DagsHub Annotations provides a fully configured labeling workspace, with full access to your project files, fired up and ready to go. It is fully integrated with Data Engine, and built on our integration with Label Studio.

DagsHub Annotations provide a unique labeling flow that ensures full reproducibility, scalability, and efficient version control of your annotations and data.

Looking for the Old Annotation Flow?

In the past, DagsHub used a git-flow based annotation system, which will soon be deprecated. See the old annotation docs

How DagsHub Annotations works?

Every repository on DagsHub is configured with a labeling workspace based on Label Studio.

When you create a data engine dataset or datasource, you can easily send any datapoint to be annotated from the Python Client, the UI, and our locally support Voxel51 visualization instance.

The workspace has full access to the project files, making them available to annotate directly from DagsHub's interface. To scale your work, DagsHub Annotations enable you to create multiple labeling projects on the workspace that are isolated from one another.

Once you're done labeling, you can save the annotations to your Data Engine enrichments, which are fully versioned. This enables you to return to previous annotation versions, compare them, and select the best option to train your model on.

In addition to the annotation metadata layer, it will create another enrichment layer with the annotation classes (called <annotation_enrichment_name>.labels.str). You can use this to query the classes per datapoint easily (e.g. ds["annotation.labels.str"].contains("cat")).

Getting Started with Annotations

The easiest way to get started with annotations is through our annotations use case guide.

Annotation Project & Annotator Management

DagsHub Annotations provides an easy way to have multiple annotators work simultaneously. When you send a dataset to be annotated, you can select whether to add the annotation tasks to an existing workspace or create a new one.

Add or create new annotation workspace

When you save annotations, each workspace will get it's dedicated metadata column, enabling you to version annotations, and compare between different options to get the best quality annotations for your training data.

Custom Label Configurations

DagsHub Annotations supports all of Label Studio's annotation templates, and the ability to create custom templates. To choose or customize label templates, simply click the settings button inside your label studio project, and select "Labeling Interface".

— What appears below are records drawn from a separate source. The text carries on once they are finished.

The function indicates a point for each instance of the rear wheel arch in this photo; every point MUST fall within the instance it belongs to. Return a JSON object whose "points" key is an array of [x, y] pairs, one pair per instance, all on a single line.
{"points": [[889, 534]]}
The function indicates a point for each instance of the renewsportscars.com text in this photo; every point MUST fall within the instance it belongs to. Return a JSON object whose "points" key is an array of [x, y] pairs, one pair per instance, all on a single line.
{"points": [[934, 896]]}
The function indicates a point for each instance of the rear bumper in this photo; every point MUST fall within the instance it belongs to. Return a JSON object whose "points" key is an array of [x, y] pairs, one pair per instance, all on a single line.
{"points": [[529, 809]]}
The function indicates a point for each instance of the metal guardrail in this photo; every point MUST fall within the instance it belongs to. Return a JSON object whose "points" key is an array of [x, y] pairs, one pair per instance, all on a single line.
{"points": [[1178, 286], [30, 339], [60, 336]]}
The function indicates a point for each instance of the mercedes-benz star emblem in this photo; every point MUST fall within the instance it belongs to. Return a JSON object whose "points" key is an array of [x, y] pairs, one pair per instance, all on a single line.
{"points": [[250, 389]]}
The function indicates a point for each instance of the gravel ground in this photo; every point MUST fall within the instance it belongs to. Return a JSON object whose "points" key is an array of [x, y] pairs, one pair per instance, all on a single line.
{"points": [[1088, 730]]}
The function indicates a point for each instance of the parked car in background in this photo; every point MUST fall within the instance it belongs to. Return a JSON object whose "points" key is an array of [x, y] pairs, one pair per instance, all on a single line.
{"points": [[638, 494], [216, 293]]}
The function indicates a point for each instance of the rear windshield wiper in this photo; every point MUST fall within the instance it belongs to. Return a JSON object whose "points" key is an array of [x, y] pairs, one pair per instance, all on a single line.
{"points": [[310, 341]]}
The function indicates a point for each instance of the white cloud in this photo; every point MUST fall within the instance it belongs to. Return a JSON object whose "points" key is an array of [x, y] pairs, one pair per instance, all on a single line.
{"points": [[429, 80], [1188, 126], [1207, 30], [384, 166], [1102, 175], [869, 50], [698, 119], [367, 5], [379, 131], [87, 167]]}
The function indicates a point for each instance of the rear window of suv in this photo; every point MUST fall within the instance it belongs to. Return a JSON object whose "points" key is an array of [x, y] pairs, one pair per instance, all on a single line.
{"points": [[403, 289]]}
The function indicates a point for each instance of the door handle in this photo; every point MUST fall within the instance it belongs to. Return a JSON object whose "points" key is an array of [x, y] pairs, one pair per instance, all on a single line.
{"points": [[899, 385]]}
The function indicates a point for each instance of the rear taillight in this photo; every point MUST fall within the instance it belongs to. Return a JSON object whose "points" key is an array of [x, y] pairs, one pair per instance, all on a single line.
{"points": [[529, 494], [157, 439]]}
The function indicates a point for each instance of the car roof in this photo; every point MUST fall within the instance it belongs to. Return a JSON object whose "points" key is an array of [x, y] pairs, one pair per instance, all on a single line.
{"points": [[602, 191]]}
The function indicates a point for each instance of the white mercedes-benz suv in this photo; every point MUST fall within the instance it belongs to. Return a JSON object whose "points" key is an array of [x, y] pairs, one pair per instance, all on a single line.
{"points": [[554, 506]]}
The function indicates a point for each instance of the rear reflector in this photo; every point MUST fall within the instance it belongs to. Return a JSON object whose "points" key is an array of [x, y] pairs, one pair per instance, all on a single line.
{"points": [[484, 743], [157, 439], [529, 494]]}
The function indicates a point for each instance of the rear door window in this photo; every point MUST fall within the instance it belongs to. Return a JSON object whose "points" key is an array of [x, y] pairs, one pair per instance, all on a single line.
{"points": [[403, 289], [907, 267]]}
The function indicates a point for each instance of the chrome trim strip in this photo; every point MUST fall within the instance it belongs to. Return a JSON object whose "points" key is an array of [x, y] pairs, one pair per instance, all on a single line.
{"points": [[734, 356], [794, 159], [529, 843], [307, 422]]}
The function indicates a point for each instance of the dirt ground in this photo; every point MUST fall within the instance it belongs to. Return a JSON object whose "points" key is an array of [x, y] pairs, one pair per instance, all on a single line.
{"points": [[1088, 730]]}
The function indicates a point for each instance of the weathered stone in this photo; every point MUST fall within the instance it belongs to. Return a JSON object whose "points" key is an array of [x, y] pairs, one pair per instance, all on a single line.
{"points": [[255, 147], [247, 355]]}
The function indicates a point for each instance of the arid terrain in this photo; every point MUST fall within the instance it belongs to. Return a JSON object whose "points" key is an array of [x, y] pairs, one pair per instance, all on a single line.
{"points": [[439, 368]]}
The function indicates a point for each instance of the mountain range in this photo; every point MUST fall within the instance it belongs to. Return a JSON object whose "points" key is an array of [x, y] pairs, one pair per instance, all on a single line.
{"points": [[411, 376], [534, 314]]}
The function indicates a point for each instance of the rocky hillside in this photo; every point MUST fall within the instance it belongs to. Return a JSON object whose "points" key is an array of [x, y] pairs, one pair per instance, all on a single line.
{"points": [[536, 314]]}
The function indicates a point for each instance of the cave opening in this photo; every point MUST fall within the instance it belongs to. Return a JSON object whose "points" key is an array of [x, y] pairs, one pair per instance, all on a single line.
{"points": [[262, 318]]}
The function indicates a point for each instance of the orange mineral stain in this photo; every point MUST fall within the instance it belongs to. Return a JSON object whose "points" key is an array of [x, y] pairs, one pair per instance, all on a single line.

Go to label studio labeling interface

You can also fully customize your labeling interface by clicking on the "code" tab. For the full customization options see the Label Studio documentation.

Custom Labeling Interface

Auto Labeling with custom Machine Learning models

Auto labeling is critical for active learning, and can boost the amount of annotated data you have significantly. DagsHub supports connecting custom models to pre-annotate your data. We even wrote an entire tutorial about it. Read it now.

Label Studio SDK

DagsHub Annotations is fully compatible with the Label Studio Python SDK.
This SDK is the easiest way to try advanced usage of Label Studio - such as uploading custom tasks, computing metrics on annotations, programmatically doing active learning, etc.
The DagsHub Python client makes it very easy to get an authenticated instance of the Label Studio Python client!

Label Studio API

DagsHub Annotations is fully compatible with the Label Studio API. You can use it to hook into your label studio project and use it for any of your production annotation needs.